Bonne nouvelle tout de même : le mail l’assure, votre refus n’a aucun impact sur votre accès aux services Doctolib ni sur votre parcours de soins. S’opposer ne vous coûte rien côté prise de rendez-vous. Cela vous coûte simplement du temps, et de la vigilance.
Conclusion : ce qu’il faut retenir pour agir
De mon point de vue, la logique devrait être inversée : c’est à Doctolib de nous demander clairement notre feu vert avant d’utiliser nos données de santé, pas à nous de nous démener après coup pour effacer un accord qu’on n’a jamais donné en connaissance de cause. Ce renversement de la charge me dérange bien plus que le projet de recherche en lui-même.
Cet épisode n’est sans doute pas isolé. Le débat sur le partage des données de santé infuse depuis des années, notamment autour du dossier médical partagé (DMP), sans qu’un cadre clair et pleinement protecteur pour les patients n’ait encore émergé.
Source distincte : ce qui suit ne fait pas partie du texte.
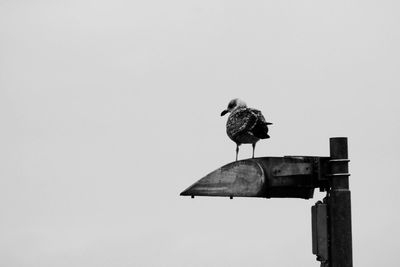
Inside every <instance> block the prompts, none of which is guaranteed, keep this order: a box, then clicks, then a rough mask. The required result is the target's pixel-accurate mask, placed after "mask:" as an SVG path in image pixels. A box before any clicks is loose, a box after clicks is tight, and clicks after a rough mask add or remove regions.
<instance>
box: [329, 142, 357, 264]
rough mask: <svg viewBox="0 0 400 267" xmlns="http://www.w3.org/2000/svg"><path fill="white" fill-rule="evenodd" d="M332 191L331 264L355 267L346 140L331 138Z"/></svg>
mask: <svg viewBox="0 0 400 267" xmlns="http://www.w3.org/2000/svg"><path fill="white" fill-rule="evenodd" d="M330 158H331V159H330V187H331V188H330V191H329V194H328V199H327V202H328V210H329V211H328V212H329V224H328V225H329V233H330V235H329V236H330V244H329V245H330V246H329V247H330V249H329V251H330V261H329V262H330V264H329V267H352V266H353V259H352V258H353V257H352V236H351V203H350V190H349V176H350V174H349V167H348V166H349V160H348V152H347V138H346V137H334V138H330Z"/></svg>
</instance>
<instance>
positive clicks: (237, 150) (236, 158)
mask: <svg viewBox="0 0 400 267" xmlns="http://www.w3.org/2000/svg"><path fill="white" fill-rule="evenodd" d="M238 154H239V144H236V161H237V155H238Z"/></svg>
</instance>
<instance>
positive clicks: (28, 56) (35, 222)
mask: <svg viewBox="0 0 400 267" xmlns="http://www.w3.org/2000/svg"><path fill="white" fill-rule="evenodd" d="M399 8H400V4H399V2H398V1H381V0H379V1H378V0H375V1H369V0H367V1H365V0H363V1H361V0H358V1H348V0H346V1H344V0H339V1H303V0H301V1H298V0H297V1H287V0H283V1H251V2H248V1H247V2H243V1H236V0H235V1H221V0H212V1H211V0H205V1H188V0H185V1H184V0H172V1H157V0H151V1H115V0H114V1H86V0H80V1H22V0H21V1H11V0H10V1H7V0H3V1H1V0H0V122H1V125H0V130H1V131H0V147H1V150H0V162H1V163H0V214H1V219H0V236H1V238H0V266H7V267H14V266H15V267H16V266H22V267H25V266H27V267H31V266H32V267H34V266H35V267H36V266H38V267H39V266H40V267H53V266H59V267H63V266H74V267H80V266H82V267H92V266H93V267H94V266H96V267H98V266H118V267H119V266H121V267H122V266H157V267H158V266H174V267H175V266H178V267H179V266H185V267H187V266H189V267H191V266H193V267H194V266H199V267H203V266H211V267H212V266H216V267H220V266H227V267H236V266H275V267H282V266H288V267H291V266H300V267H301V266H319V264H318V263H317V262H316V261H315V257H314V256H313V255H312V254H311V218H310V213H311V212H310V207H311V206H312V205H313V204H314V203H315V202H316V201H317V200H318V199H321V198H322V197H323V194H320V193H316V195H315V198H314V199H312V200H300V199H272V200H265V199H240V198H236V199H233V200H229V199H228V198H195V199H194V200H192V199H190V198H183V197H179V193H180V192H181V191H182V190H184V189H185V188H186V187H188V186H189V185H191V184H192V183H193V182H195V181H196V180H198V179H199V178H201V177H203V176H204V175H206V174H207V173H209V172H211V171H213V170H214V169H216V168H218V167H220V166H221V165H223V164H226V163H228V162H230V161H232V160H234V156H235V144H234V143H233V142H232V141H230V140H229V139H228V138H227V136H226V134H225V122H226V117H223V118H221V117H220V116H219V114H220V112H221V111H222V110H223V109H224V108H225V107H226V105H227V103H228V101H229V100H230V99H232V98H234V97H240V98H242V99H244V100H245V101H246V102H247V103H248V105H249V106H252V107H255V108H258V109H261V110H262V111H263V112H264V114H265V116H266V118H267V119H268V120H269V121H272V122H274V125H273V126H272V127H271V131H270V135H271V139H269V140H267V141H264V142H260V143H259V144H258V145H257V149H256V156H283V155H310V156H327V155H328V154H329V137H332V136H347V137H349V154H350V159H351V160H352V161H351V165H350V168H351V173H352V176H351V177H350V179H351V180H350V182H351V190H352V212H353V216H352V220H353V248H354V251H353V254H354V266H364V267H375V266H394V265H396V264H397V262H398V259H397V254H398V251H399V249H400V241H399V239H398V237H399V235H400V231H399V225H400V217H399V212H398V204H399V201H400V196H399V193H398V192H397V189H398V187H399V186H400V179H399V178H400V177H399V174H398V166H397V164H398V163H399V161H400V153H399V148H400V146H399V143H400V141H399V134H400V120H399V112H400V106H399V104H398V102H399V89H400V79H399V71H400V52H399V51H400V50H399V47H400V31H399V29H400V28H399V27H400V16H399V12H398V10H399ZM239 156H240V158H246V157H250V156H251V146H242V147H241V151H240V155H239Z"/></svg>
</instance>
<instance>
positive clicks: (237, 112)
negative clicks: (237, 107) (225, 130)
mask: <svg viewBox="0 0 400 267" xmlns="http://www.w3.org/2000/svg"><path fill="white" fill-rule="evenodd" d="M257 120H258V118H257V115H256V114H255V113H254V112H252V111H251V110H250V109H249V108H242V109H239V110H237V111H235V112H233V113H232V114H231V115H230V116H229V118H228V121H227V123H226V132H227V134H228V136H229V137H231V138H234V137H235V136H237V135H239V134H241V133H245V132H250V131H251V129H253V127H254V126H255V125H256V123H257Z"/></svg>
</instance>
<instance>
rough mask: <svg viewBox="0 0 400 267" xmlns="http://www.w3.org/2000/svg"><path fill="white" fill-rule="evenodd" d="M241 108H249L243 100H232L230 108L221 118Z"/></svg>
mask: <svg viewBox="0 0 400 267" xmlns="http://www.w3.org/2000/svg"><path fill="white" fill-rule="evenodd" d="M239 107H247V105H246V103H245V102H244V101H243V100H241V99H239V98H235V99H232V100H231V101H229V104H228V107H227V108H226V109H225V110H224V111H222V112H221V116H224V115H225V114H226V113H228V112H232V111H233V110H235V109H237V108H239Z"/></svg>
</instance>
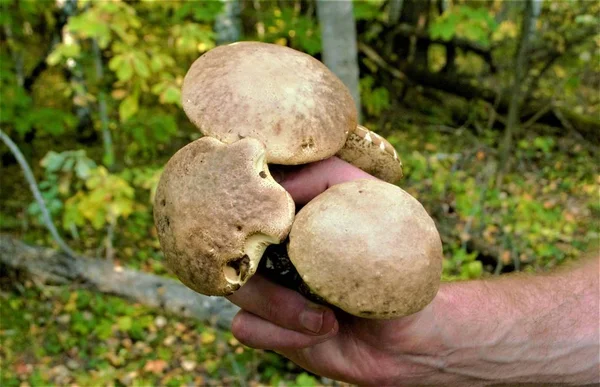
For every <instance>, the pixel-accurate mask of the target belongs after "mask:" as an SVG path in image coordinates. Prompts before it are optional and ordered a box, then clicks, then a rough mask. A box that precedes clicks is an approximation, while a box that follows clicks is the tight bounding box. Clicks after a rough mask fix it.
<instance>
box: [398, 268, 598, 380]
mask: <svg viewBox="0 0 600 387" xmlns="http://www.w3.org/2000/svg"><path fill="white" fill-rule="evenodd" d="M598 262H599V260H598V258H591V259H589V258H588V259H586V260H585V261H584V262H583V263H580V264H579V265H578V266H577V267H571V268H565V269H562V270H560V271H557V272H554V273H552V274H549V275H536V276H534V275H524V274H523V275H521V274H519V275H512V276H506V277H503V278H499V279H495V280H481V281H470V282H457V283H450V284H444V285H443V286H442V288H441V289H440V292H439V294H438V296H437V298H436V299H435V301H434V302H433V303H432V305H431V307H430V308H427V309H426V310H424V311H423V312H422V313H420V314H418V315H417V316H415V320H414V321H412V322H411V324H409V325H408V326H407V327H406V329H403V330H402V333H401V336H403V337H402V341H403V342H404V345H406V346H405V347H404V348H403V353H402V354H400V356H399V359H401V360H400V362H401V363H404V362H409V363H414V365H421V366H425V368H429V369H428V372H426V373H427V374H428V376H429V378H427V379H430V381H431V382H434V383H442V382H453V383H461V382H466V383H469V382H473V383H475V384H487V383H486V382H490V383H506V384H514V383H561V384H563V383H564V384H586V383H589V384H591V383H598V382H600V380H599V379H600V376H599V372H600V368H599V367H600V360H599V351H600V344H599V340H600V338H599V321H600V320H599V313H600V311H599V295H598V293H599V279H598V278H599V264H598ZM420 339H425V342H426V343H427V345H426V346H423V341H420ZM427 347H428V348H429V349H427ZM395 377H396V381H397V382H399V383H402V382H403V381H406V379H405V378H406V374H397V375H395ZM477 382H479V383H477Z"/></svg>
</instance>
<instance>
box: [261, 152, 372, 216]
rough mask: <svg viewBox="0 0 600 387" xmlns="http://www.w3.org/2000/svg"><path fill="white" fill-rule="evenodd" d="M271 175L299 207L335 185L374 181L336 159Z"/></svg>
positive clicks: (288, 169)
mask: <svg viewBox="0 0 600 387" xmlns="http://www.w3.org/2000/svg"><path fill="white" fill-rule="evenodd" d="M273 175H274V176H275V177H276V179H277V180H278V181H279V184H281V185H282V186H283V188H285V190H286V191H288V192H289V194H290V195H292V198H293V199H294V201H295V202H296V203H297V204H299V205H303V204H306V203H308V202H309V201H311V200H312V199H313V198H314V197H316V196H317V195H319V194H320V193H322V192H324V191H325V190H326V189H327V188H329V187H331V186H333V185H335V184H339V183H343V182H345V181H352V180H357V179H375V177H373V176H371V175H369V174H368V173H366V172H364V171H362V170H360V169H358V168H356V167H355V166H353V165H351V164H349V163H347V162H345V161H343V160H342V159H339V158H337V157H331V158H329V159H326V160H322V161H317V162H315V163H311V164H308V165H305V166H302V167H301V168H294V169H283V168H279V169H277V168H276V169H275V171H274V172H273Z"/></svg>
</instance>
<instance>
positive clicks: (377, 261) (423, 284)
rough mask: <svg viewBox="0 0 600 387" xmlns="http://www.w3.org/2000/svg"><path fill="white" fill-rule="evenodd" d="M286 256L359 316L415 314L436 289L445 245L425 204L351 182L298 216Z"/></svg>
mask: <svg viewBox="0 0 600 387" xmlns="http://www.w3.org/2000/svg"><path fill="white" fill-rule="evenodd" d="M289 239H290V242H289V245H288V254H289V257H290V260H291V261H292V263H293V265H294V267H295V268H296V269H297V270H298V273H299V274H300V276H301V277H302V280H303V281H304V283H306V285H307V286H308V287H309V288H310V290H311V291H312V292H313V293H315V294H317V295H318V296H320V297H322V298H323V299H324V300H325V301H326V302H328V303H329V304H331V305H334V306H337V307H339V308H340V309H342V310H344V311H346V312H348V313H350V314H352V315H355V316H360V317H366V318H392V317H399V316H406V315H409V314H412V313H415V312H417V311H419V310H421V309H422V308H424V307H425V306H426V305H427V304H429V303H430V302H431V300H432V299H433V298H434V296H435V295H436V293H437V290H438V288H439V283H440V278H441V272H442V244H441V240H440V237H439V234H438V232H437V229H436V227H435V224H434V222H433V220H432V219H431V218H430V217H429V215H428V214H427V212H426V211H425V209H424V208H423V206H422V205H421V204H420V203H419V202H418V201H417V200H416V199H414V198H413V197H412V196H410V195H409V194H408V193H406V192H405V191H403V190H402V189H401V188H399V187H397V186H394V185H392V184H388V183H385V182H382V181H378V180H356V181H351V182H346V183H342V184H338V185H335V186H333V187H331V188H329V189H328V190H327V191H325V192H324V193H322V194H321V195H319V196H317V197H316V198H315V199H313V200H312V201H311V202H310V203H308V204H307V205H306V206H305V207H303V208H302V209H301V210H300V212H298V214H297V215H296V218H295V220H294V224H293V226H292V230H291V232H290V235H289Z"/></svg>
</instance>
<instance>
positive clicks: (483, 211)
mask: <svg viewBox="0 0 600 387" xmlns="http://www.w3.org/2000/svg"><path fill="white" fill-rule="evenodd" d="M0 12H1V13H0V20H1V24H2V30H1V31H0V41H1V45H0V83H1V100H0V109H1V110H0V129H1V130H2V136H1V137H2V140H3V141H4V142H5V144H10V145H11V147H10V148H9V147H7V146H4V145H2V146H0V157H1V168H2V169H1V181H0V184H1V186H0V187H1V195H0V232H1V233H2V235H1V237H0V238H1V239H0V242H1V243H0V270H1V272H0V273H1V275H0V289H1V290H0V300H1V303H2V307H1V308H0V339H1V341H2V345H1V347H0V361H1V364H0V366H1V369H0V371H1V372H0V384H1V385H3V386H18V385H48V384H59V385H62V384H75V385H92V384H94V385H97V384H108V385H155V384H161V385H169V386H178V385H188V384H191V385H194V384H195V385H198V384H207V385H224V384H225V385H231V384H232V385H242V386H245V385H259V384H261V385H262V384H267V385H301V386H307V385H316V384H332V383H334V382H333V381H330V380H324V379H321V378H318V377H316V376H314V375H310V374H307V373H305V372H303V371H302V370H300V369H298V368H296V367H295V366H294V365H293V364H291V363H290V362H288V361H286V360H285V359H283V358H281V357H279V356H278V355H276V354H274V353H271V352H268V351H255V350H251V349H249V348H246V347H244V346H242V345H241V344H239V343H238V342H237V341H236V340H235V339H234V338H233V337H232V336H231V334H230V333H229V332H228V331H227V329H226V326H227V321H228V320H227V318H228V317H223V316H230V314H231V313H232V312H234V310H231V309H230V307H229V306H228V305H224V304H222V303H216V304H214V305H213V304H211V305H210V308H208V309H206V308H204V309H202V308H201V307H200V308H199V307H198V303H197V304H194V305H191V304H190V303H189V300H188V303H186V301H182V299H183V298H186V297H188V298H189V293H186V292H185V289H182V288H181V286H180V285H179V284H178V283H177V282H175V281H173V280H172V279H171V276H170V275H169V273H168V272H167V271H166V270H165V268H164V266H163V260H162V253H161V251H160V247H159V244H158V241H157V238H156V231H155V229H154V225H153V221H152V201H153V195H154V190H155V188H156V184H157V182H158V179H159V177H160V174H161V171H162V168H163V166H164V164H165V163H166V161H167V160H168V159H169V157H170V156H171V155H173V153H175V152H176V151H177V150H178V149H179V148H181V147H182V146H184V145H185V144H187V143H189V142H191V141H193V140H194V139H197V138H199V137H200V133H199V132H198V131H197V129H195V128H194V127H193V126H192V124H191V123H190V122H189V120H188V119H187V118H186V116H185V114H184V113H183V110H182V108H181V101H180V96H181V91H180V89H181V84H182V80H183V77H184V75H185V73H186V71H187V69H188V68H189V66H190V65H191V63H192V62H193V61H194V60H195V59H196V58H197V57H198V56H199V55H201V54H202V53H204V52H206V51H207V50H210V49H211V48H213V47H215V46H216V45H219V44H224V43H227V42H231V41H237V40H258V41H264V42H271V43H276V44H280V45H286V46H289V47H293V48H295V49H297V50H301V51H304V52H306V53H308V54H310V55H313V56H315V57H316V58H318V59H320V60H323V61H324V62H325V63H326V64H327V65H328V66H330V68H332V69H333V70H334V71H335V72H336V73H337V74H339V76H340V77H341V78H342V79H343V80H344V82H345V83H346V84H347V85H348V86H349V88H350V89H351V91H352V92H353V95H354V96H355V98H356V99H357V101H360V102H359V103H360V107H361V114H362V122H363V124H364V125H366V126H368V127H369V128H370V129H371V130H374V131H376V132H378V133H379V134H381V135H383V136H385V137H386V138H388V139H389V140H390V142H391V143H392V144H393V145H394V146H395V148H396V150H397V151H398V153H399V155H400V157H401V158H402V160H403V164H404V166H405V178H404V179H403V180H402V181H401V182H400V183H399V185H400V186H401V187H403V188H404V189H405V190H407V191H408V192H409V193H411V194H412V195H413V196H415V197H416V198H417V199H419V201H421V202H422V203H423V204H424V206H425V207H426V208H427V210H428V211H429V213H430V214H431V215H432V216H433V217H434V218H435V220H436V224H437V226H438V229H439V230H440V233H441V235H442V238H443V242H444V254H445V261H444V280H447V281H456V280H469V279H477V278H486V277H491V276H497V275H505V274H507V273H511V272H515V271H526V272H544V271H548V270H551V269H553V268H555V267H557V266H559V265H561V264H564V263H565V262H568V261H572V260H576V259H578V258H579V257H580V256H581V255H582V254H584V253H585V252H586V251H587V250H590V249H596V250H597V248H598V247H597V246H598V245H597V242H598V238H599V235H600V234H599V232H600V227H599V222H598V216H599V215H600V202H599V192H598V184H599V183H600V175H599V174H598V170H597V168H598V150H599V148H598V143H599V140H600V113H599V108H600V93H599V86H600V50H599V49H600V34H599V30H598V25H600V3H599V2H597V1H583V0H564V1H558V0H555V1H549V0H545V1H542V0H522V1H508V0H481V1H463V0H422V1H419V0H387V1H384V0H370V1H352V2H350V1H346V0H344V1H332V0H331V1H327V0H307V1H300V0H269V1H259V0H233V1H150V0H146V1H140V0H123V1H119V0H110V1H109V0H107V1H85V0H57V1H24V0H20V1H19V0H2V1H1V2H0ZM25 162H26V163H27V164H28V165H29V166H30V167H31V169H32V171H31V174H30V176H29V177H30V178H35V180H36V181H37V185H38V187H39V190H40V196H41V197H42V198H43V201H44V202H45V205H46V206H47V212H45V211H44V209H43V206H42V207H41V206H40V204H39V201H36V200H35V198H34V195H33V194H32V192H31V190H30V188H31V187H30V186H31V185H30V182H28V181H27V180H26V179H25V178H24V174H23V169H22V167H23V165H24V164H25ZM50 219H52V220H51V223H52V224H53V225H54V227H55V230H53V231H52V232H49V228H48V226H49V220H50ZM44 246H45V247H44ZM47 248H51V249H47ZM52 249H53V250H52ZM58 250H63V252H64V254H59V253H57V251H58ZM72 256H77V257H75V258H73V257H72ZM84 256H85V257H87V258H83V257H84ZM123 276H126V278H125V277H123ZM156 284H158V285H156ZM153 286H154V288H153ZM149 288H152V289H150V290H149ZM190 305H191V306H190ZM215 316H221V317H215Z"/></svg>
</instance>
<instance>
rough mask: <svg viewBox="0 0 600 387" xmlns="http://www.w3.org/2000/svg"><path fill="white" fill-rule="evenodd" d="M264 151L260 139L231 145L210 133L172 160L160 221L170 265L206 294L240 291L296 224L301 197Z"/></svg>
mask: <svg viewBox="0 0 600 387" xmlns="http://www.w3.org/2000/svg"><path fill="white" fill-rule="evenodd" d="M265 153H266V150H265V147H264V146H263V145H262V144H261V143H260V141H258V140H255V139H244V140H240V141H238V142H236V143H234V144H231V145H226V144H223V143H222V142H220V141H218V140H216V139H214V138H210V137H203V138H201V139H199V140H196V141H194V142H192V143H190V144H188V145H187V146H185V147H184V148H182V149H180V150H179V151H178V152H177V153H176V154H175V155H174V156H173V157H172V158H171V159H170V160H169V162H168V163H167V166H166V168H165V170H164V172H163V175H162V176H161V179H160V182H159V185H158V189H157V192H156V199H155V205H154V222H155V224H156V226H157V229H158V237H159V240H160V244H161V247H162V249H163V252H164V254H165V258H166V262H167V264H168V266H169V267H170V269H171V270H172V271H173V272H174V273H175V274H176V275H177V276H178V277H179V279H180V280H181V281H182V282H183V283H184V284H185V285H187V286H188V287H190V288H192V289H193V290H195V291H197V292H199V293H202V294H206V295H227V294H231V293H233V292H234V291H235V290H237V289H239V287H240V286H242V285H243V284H244V283H245V282H246V281H247V280H248V278H250V276H252V274H254V272H255V271H256V268H257V267H258V262H259V261H260V258H261V257H262V254H263V252H264V250H265V248H266V247H267V246H268V245H269V244H272V243H280V242H281V241H282V240H283V239H284V238H285V237H286V236H287V234H288V232H289V230H290V227H291V225H292V222H293V219H294V211H295V207H294V202H293V200H292V198H291V196H290V195H289V194H288V193H287V192H286V191H285V190H284V189H283V187H281V186H280V185H279V184H277V183H276V182H275V180H273V178H272V177H271V175H270V173H269V170H268V168H267V164H266V161H265Z"/></svg>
Doctolib avance ses pions aujourd’hui ; d’autres acteurs suivront sans doute demain. Reste à savoir si le ministère de la Santé et la réglementation sauront se donner les moyens de rattraper ce mouvement plutôt que de le subir après coup.
Alors si vous êtes concerné : récupérez ce mail dans vos spams, lisez ce type de mail avec attention, faites vous votre idée et vérifiez les paramètres de confidentialité de votre compte et de vos proches rattachés.
Et surtout, n’hésitez pas à en parler autour de vous : plus nous serons nombreux à réagir, plus ces pratiques devront se justifier au grand jour plutôt que de s’imposer en silence.